Para menteri luar negeri Inggris, Prancis, dan Jerman menekankan bahwa negara mereka akan terus menempuh jalur diplomatik dan negosiasi, serta bahwa penerapan kembali sanksi PBB bukanlah akhir dari upaya diplomasi. Mereka mendesak Iran untuk menahan diri dari tindakan eskalasi dan mematuhi kewajiban perlindungan yang mengikat secara hukum.

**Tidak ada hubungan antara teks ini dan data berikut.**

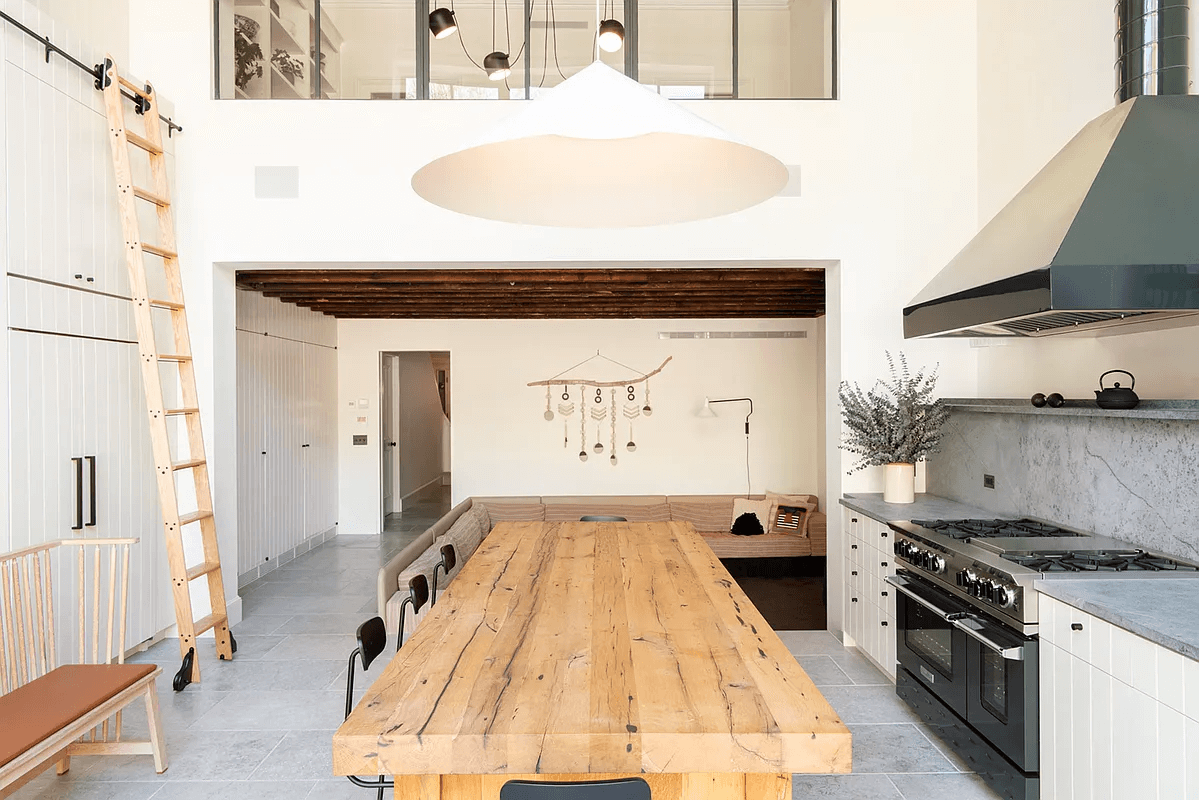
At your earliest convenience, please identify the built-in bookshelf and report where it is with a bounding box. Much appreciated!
[231,0,343,100]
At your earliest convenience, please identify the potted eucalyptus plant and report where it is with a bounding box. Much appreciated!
[839,353,950,503]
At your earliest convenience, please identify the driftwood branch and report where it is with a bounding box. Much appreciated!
[525,355,674,389]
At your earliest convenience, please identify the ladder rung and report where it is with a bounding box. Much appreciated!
[179,511,212,528]
[141,242,179,258]
[125,131,162,156]
[116,76,150,100]
[133,186,170,207]
[187,561,221,581]
[192,614,225,636]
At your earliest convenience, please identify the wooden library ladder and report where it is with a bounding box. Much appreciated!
[97,58,237,692]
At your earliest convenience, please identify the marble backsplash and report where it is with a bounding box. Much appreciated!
[927,409,1199,561]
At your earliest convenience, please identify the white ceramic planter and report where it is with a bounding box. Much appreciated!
[882,464,916,503]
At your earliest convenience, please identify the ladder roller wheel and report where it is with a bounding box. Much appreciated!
[170,648,195,692]
[221,631,237,661]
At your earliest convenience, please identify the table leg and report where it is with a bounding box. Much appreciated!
[396,772,791,800]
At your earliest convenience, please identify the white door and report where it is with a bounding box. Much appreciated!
[379,355,400,516]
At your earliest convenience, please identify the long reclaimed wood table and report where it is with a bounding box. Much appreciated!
[333,522,851,800]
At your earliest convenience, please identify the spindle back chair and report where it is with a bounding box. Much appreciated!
[0,539,165,796]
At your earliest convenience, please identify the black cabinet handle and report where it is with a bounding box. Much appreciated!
[84,456,96,528]
[71,458,83,530]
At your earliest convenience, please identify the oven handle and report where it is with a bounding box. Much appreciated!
[951,614,1024,661]
[882,575,960,621]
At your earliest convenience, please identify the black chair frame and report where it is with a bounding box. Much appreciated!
[396,567,436,652]
[345,616,396,800]
[429,545,458,606]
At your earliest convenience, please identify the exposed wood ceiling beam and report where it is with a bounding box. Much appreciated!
[237,267,824,319]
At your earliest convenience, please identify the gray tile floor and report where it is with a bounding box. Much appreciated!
[14,484,996,800]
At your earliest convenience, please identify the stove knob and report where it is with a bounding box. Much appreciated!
[993,585,1016,608]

Presiden AS Donald Trump juga menegaskan bahwa diplomasi tetap menjadi pilihan bagi Iran dan kesepakatan masih merupakan hasil terbaik bagi rakyat Iran dan dunia. Menteri Luar Negeri AS Marco Rubio menyatakan bahwa Iran harus menerima perundingan langsung tanpa penundaan.
Rubio menekankan pentingnya bagi semua negara untuk segera menerapkan sanksi guna menekan para pemimpin Iran agar bertindak demi kepentingan bangsa mereka dan keselamatan dunia.
Perekonomian Iran telah terpukul akibat sanksi AS sejak 2018. Nilai mata uang rial Iran terus melemah di tengah kekhawatiran akan sanksi baru, mencapai rekor terendah.
Dengan kembalinya sanksi PBB, Iran akan kembali dikenakan embargo senjata, larangan atas kegiatan pengayaan dan pemrosesan ulang uranium, serta kegiatan terkait rudal balistik yang mampu mengirimkan senjata nuklir.
Sanksi lainnya termasuk larangan perjalanan bagi puluhan warga negara Iran, pembekuan aset, serta larangan pasokan apa pun yang dapat digunakan dalam program nuklir Iran. Semua negara berwenang untuk menyita dan membuang barang yang dilarang, dan Iran akan dilarang memperoleh kepentingan dalam kegiatan komersial di negara lain yang melibatkan penambangan uranium, produksi, atau penggunaan bahan dan teknologi nuklir.